玄武の図柄は亀と蛇が互いにもつれ合った形をしており、亀と蛇はそれぞれ雌と雄を象徴している。中国の神話や伝説によれば、亀は雄がいないため、身ごもるためには自らと頭の形が似ている蛇とつがいにならなければならないとされている。したがって、亀と蛇が互いに巧みにもつれ合っている姿は、これらの間での激しい闘いの様子を描いたものではなく、陰陽の調和を象徴していると認識されてきた。
江西大墓の玄武の図柄は、それ以前の平壌一帯では見られなかったまったく新しい系譜の図柄の特徴を見せている。第一に言えることは、亀が蛇の方に顔を向けて、お互いに向き合っているという点が大きな違いである。その上、蛇が亀の腹部の下まで完全に絡みつくのではなく、背中から直ぐに前足と後足の間に抜けて、おだやかに楕円を描きながら頭としっぽで結び目をつくる姿は、以前の玄武の図柄では見られなかった新しい特徴である。蛇が亀を巻いている回数も1回に減っている。

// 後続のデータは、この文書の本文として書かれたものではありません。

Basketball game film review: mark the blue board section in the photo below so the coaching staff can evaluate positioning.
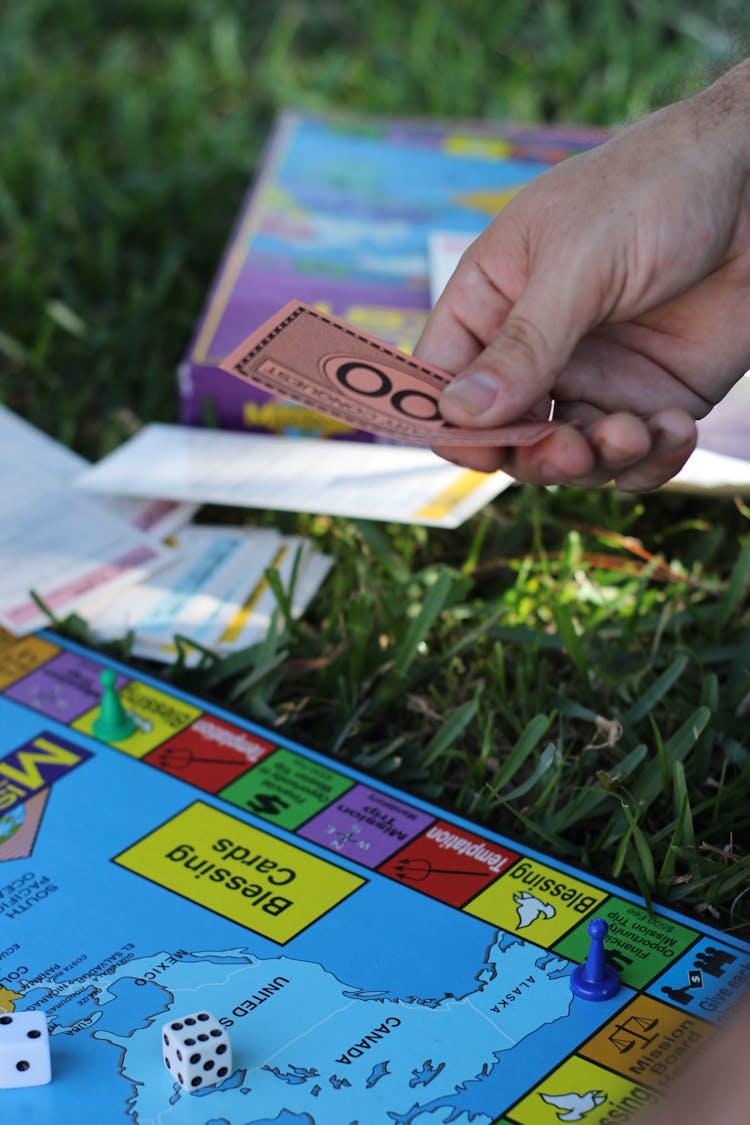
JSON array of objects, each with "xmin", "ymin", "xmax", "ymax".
[{"xmin": 0, "ymin": 631, "xmax": 746, "ymax": 1124}]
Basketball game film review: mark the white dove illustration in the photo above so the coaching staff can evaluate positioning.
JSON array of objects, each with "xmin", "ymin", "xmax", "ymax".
[
  {"xmin": 540, "ymin": 1089, "xmax": 607, "ymax": 1121},
  {"xmin": 514, "ymin": 890, "xmax": 556, "ymax": 929}
]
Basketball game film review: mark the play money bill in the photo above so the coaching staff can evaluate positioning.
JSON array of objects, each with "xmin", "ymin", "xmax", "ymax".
[{"xmin": 219, "ymin": 301, "xmax": 559, "ymax": 447}]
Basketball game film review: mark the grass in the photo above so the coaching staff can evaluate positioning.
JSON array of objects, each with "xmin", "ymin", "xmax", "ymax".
[{"xmin": 1, "ymin": 0, "xmax": 749, "ymax": 937}]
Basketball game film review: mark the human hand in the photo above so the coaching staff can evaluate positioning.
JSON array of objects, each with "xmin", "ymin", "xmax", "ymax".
[
  {"xmin": 633, "ymin": 997, "xmax": 750, "ymax": 1125},
  {"xmin": 414, "ymin": 59, "xmax": 750, "ymax": 489}
]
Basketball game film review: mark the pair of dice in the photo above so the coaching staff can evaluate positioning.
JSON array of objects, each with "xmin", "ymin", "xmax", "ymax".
[
  {"xmin": 162, "ymin": 1010, "xmax": 232, "ymax": 1091},
  {"xmin": 0, "ymin": 1012, "xmax": 51, "ymax": 1088},
  {"xmin": 0, "ymin": 1007, "xmax": 231, "ymax": 1093}
]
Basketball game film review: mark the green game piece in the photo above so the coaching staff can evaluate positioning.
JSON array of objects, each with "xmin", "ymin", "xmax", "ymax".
[{"xmin": 93, "ymin": 669, "xmax": 137, "ymax": 741}]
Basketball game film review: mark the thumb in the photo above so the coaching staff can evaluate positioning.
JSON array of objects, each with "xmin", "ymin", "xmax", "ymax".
[{"xmin": 439, "ymin": 275, "xmax": 596, "ymax": 427}]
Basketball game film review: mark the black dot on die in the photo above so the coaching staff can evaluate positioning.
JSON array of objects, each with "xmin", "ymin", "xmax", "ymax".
[
  {"xmin": 216, "ymin": 1043, "xmax": 227, "ymax": 1055},
  {"xmin": 163, "ymin": 1034, "xmax": 169, "ymax": 1045},
  {"xmin": 0, "ymin": 1017, "xmax": 12, "ymax": 1026},
  {"xmin": 189, "ymin": 1053, "xmax": 201, "ymax": 1064},
  {"xmin": 197, "ymin": 1033, "xmax": 209, "ymax": 1042},
  {"xmin": 203, "ymin": 1060, "xmax": 215, "ymax": 1071},
  {"xmin": 185, "ymin": 1017, "xmax": 196, "ymax": 1026},
  {"xmin": 190, "ymin": 1076, "xmax": 202, "ymax": 1087},
  {"xmin": 176, "ymin": 1049, "xmax": 183, "ymax": 1062},
  {"xmin": 27, "ymin": 1030, "xmax": 41, "ymax": 1040},
  {"xmin": 16, "ymin": 1061, "xmax": 30, "ymax": 1072},
  {"xmin": 177, "ymin": 1072, "xmax": 183, "ymax": 1084},
  {"xmin": 171, "ymin": 1021, "xmax": 183, "ymax": 1031},
  {"xmin": 217, "ymin": 1066, "xmax": 228, "ymax": 1077},
  {"xmin": 197, "ymin": 1013, "xmax": 209, "ymax": 1021},
  {"xmin": 184, "ymin": 1037, "xmax": 195, "ymax": 1046},
  {"xmin": 210, "ymin": 1029, "xmax": 221, "ymax": 1038}
]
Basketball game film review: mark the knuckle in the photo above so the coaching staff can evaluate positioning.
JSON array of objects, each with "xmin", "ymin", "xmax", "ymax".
[{"xmin": 497, "ymin": 314, "xmax": 550, "ymax": 371}]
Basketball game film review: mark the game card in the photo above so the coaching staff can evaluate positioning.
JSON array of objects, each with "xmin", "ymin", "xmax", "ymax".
[
  {"xmin": 214, "ymin": 535, "xmax": 333, "ymax": 656},
  {"xmin": 427, "ymin": 230, "xmax": 478, "ymax": 304},
  {"xmin": 75, "ymin": 425, "xmax": 515, "ymax": 527},
  {"xmin": 0, "ymin": 454, "xmax": 173, "ymax": 635},
  {"xmin": 78, "ymin": 525, "xmax": 283, "ymax": 654},
  {"xmin": 0, "ymin": 405, "xmax": 196, "ymax": 538}
]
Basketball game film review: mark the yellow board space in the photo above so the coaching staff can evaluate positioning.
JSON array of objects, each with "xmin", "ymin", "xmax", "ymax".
[
  {"xmin": 113, "ymin": 801, "xmax": 366, "ymax": 944},
  {"xmin": 507, "ymin": 1054, "xmax": 655, "ymax": 1125},
  {"xmin": 74, "ymin": 679, "xmax": 202, "ymax": 756},
  {"xmin": 464, "ymin": 857, "xmax": 608, "ymax": 944}
]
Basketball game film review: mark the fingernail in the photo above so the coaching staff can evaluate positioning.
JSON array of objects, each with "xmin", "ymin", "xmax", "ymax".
[
  {"xmin": 442, "ymin": 371, "xmax": 498, "ymax": 415},
  {"xmin": 654, "ymin": 417, "xmax": 693, "ymax": 450}
]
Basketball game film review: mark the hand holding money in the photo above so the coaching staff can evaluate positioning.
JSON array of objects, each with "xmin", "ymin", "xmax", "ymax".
[
  {"xmin": 219, "ymin": 301, "xmax": 559, "ymax": 451},
  {"xmin": 415, "ymin": 60, "xmax": 750, "ymax": 489}
]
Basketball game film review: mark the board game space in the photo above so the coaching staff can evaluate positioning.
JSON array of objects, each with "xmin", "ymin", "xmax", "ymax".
[{"xmin": 0, "ymin": 629, "xmax": 748, "ymax": 1125}]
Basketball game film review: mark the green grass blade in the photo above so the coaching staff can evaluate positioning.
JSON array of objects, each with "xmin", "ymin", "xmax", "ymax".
[
  {"xmin": 715, "ymin": 535, "xmax": 750, "ymax": 632},
  {"xmin": 487, "ymin": 713, "xmax": 553, "ymax": 795},
  {"xmin": 421, "ymin": 699, "xmax": 479, "ymax": 768},
  {"xmin": 392, "ymin": 568, "xmax": 456, "ymax": 676},
  {"xmin": 551, "ymin": 603, "xmax": 588, "ymax": 678},
  {"xmin": 623, "ymin": 654, "xmax": 689, "ymax": 724}
]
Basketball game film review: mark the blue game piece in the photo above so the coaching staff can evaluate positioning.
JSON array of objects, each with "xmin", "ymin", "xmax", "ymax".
[{"xmin": 570, "ymin": 918, "xmax": 620, "ymax": 1001}]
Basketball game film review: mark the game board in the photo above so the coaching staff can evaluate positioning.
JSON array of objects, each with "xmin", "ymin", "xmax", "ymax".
[{"xmin": 0, "ymin": 630, "xmax": 748, "ymax": 1124}]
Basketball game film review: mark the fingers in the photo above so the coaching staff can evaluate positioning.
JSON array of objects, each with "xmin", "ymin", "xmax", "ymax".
[
  {"xmin": 433, "ymin": 425, "xmax": 598, "ymax": 482},
  {"xmin": 430, "ymin": 443, "xmax": 511, "ymax": 475},
  {"xmin": 415, "ymin": 243, "xmax": 512, "ymax": 376},
  {"xmin": 510, "ymin": 409, "xmax": 696, "ymax": 489},
  {"xmin": 416, "ymin": 195, "xmax": 604, "ymax": 431},
  {"xmin": 611, "ymin": 409, "xmax": 697, "ymax": 491},
  {"xmin": 438, "ymin": 271, "xmax": 601, "ymax": 427},
  {"xmin": 507, "ymin": 424, "xmax": 599, "ymax": 484},
  {"xmin": 431, "ymin": 409, "xmax": 697, "ymax": 491}
]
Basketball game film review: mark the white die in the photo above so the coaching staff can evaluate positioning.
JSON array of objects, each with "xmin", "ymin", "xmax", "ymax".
[
  {"xmin": 161, "ymin": 1010, "xmax": 231, "ymax": 1090},
  {"xmin": 0, "ymin": 1011, "xmax": 51, "ymax": 1088}
]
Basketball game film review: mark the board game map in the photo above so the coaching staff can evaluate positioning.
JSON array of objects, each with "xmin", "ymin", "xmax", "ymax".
[{"xmin": 0, "ymin": 629, "xmax": 748, "ymax": 1124}]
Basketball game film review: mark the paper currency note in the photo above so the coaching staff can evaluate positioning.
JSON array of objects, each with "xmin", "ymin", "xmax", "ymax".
[{"xmin": 219, "ymin": 301, "xmax": 559, "ymax": 447}]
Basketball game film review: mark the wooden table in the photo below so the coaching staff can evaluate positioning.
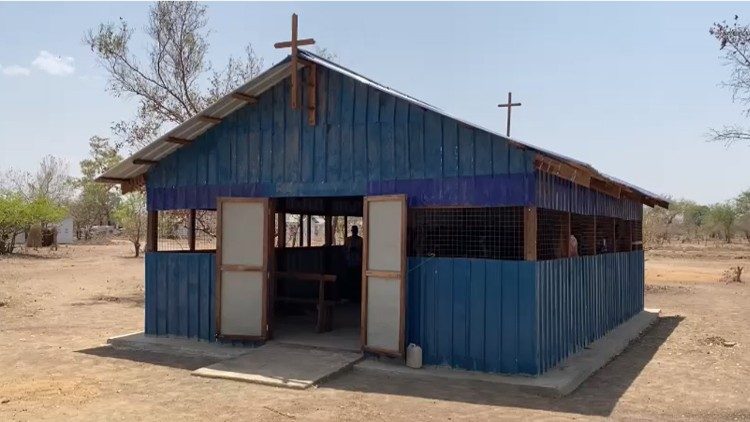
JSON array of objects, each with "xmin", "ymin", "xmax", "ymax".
[{"xmin": 275, "ymin": 271, "xmax": 337, "ymax": 332}]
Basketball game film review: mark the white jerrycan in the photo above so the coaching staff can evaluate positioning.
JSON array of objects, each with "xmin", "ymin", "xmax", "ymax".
[{"xmin": 406, "ymin": 343, "xmax": 423, "ymax": 369}]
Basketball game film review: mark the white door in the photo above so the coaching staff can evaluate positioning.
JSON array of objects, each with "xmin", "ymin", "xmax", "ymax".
[
  {"xmin": 216, "ymin": 198, "xmax": 270, "ymax": 340},
  {"xmin": 361, "ymin": 195, "xmax": 407, "ymax": 356}
]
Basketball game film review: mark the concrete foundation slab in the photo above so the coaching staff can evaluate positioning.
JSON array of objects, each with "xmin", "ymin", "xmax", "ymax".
[
  {"xmin": 192, "ymin": 343, "xmax": 363, "ymax": 389},
  {"xmin": 107, "ymin": 332, "xmax": 253, "ymax": 360},
  {"xmin": 356, "ymin": 308, "xmax": 660, "ymax": 397}
]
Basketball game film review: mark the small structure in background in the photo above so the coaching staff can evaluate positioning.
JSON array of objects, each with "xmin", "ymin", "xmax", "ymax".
[{"xmin": 56, "ymin": 217, "xmax": 74, "ymax": 244}]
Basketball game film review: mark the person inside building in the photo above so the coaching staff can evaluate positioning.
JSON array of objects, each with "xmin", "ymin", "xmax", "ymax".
[
  {"xmin": 344, "ymin": 225, "xmax": 363, "ymax": 301},
  {"xmin": 569, "ymin": 234, "xmax": 579, "ymax": 257}
]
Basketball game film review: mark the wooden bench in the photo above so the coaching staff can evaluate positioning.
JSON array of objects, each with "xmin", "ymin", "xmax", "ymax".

このような特徴を持つ玄武の図柄は、中国の南北朝時代の古墳美術において容易に見つけられるもので、高句麗が中国の多くの国々と活発な文化的交流を行っていたことがわかる貴重な資料である。しかし、中国における玄武の図柄には、蛇が形成する曲線から張りつめた緊張感は感じられず、江西大墓のように亀と蛇が織りなす完璧な調和の美を見出すことは難しい。江西大墓の玄武は、亀の安定感ある姿勢と蛇の弾力に富む曲線が絶妙に調和した、高句麗だけでなく東アジア最高の玄武図であると評価できるだろう。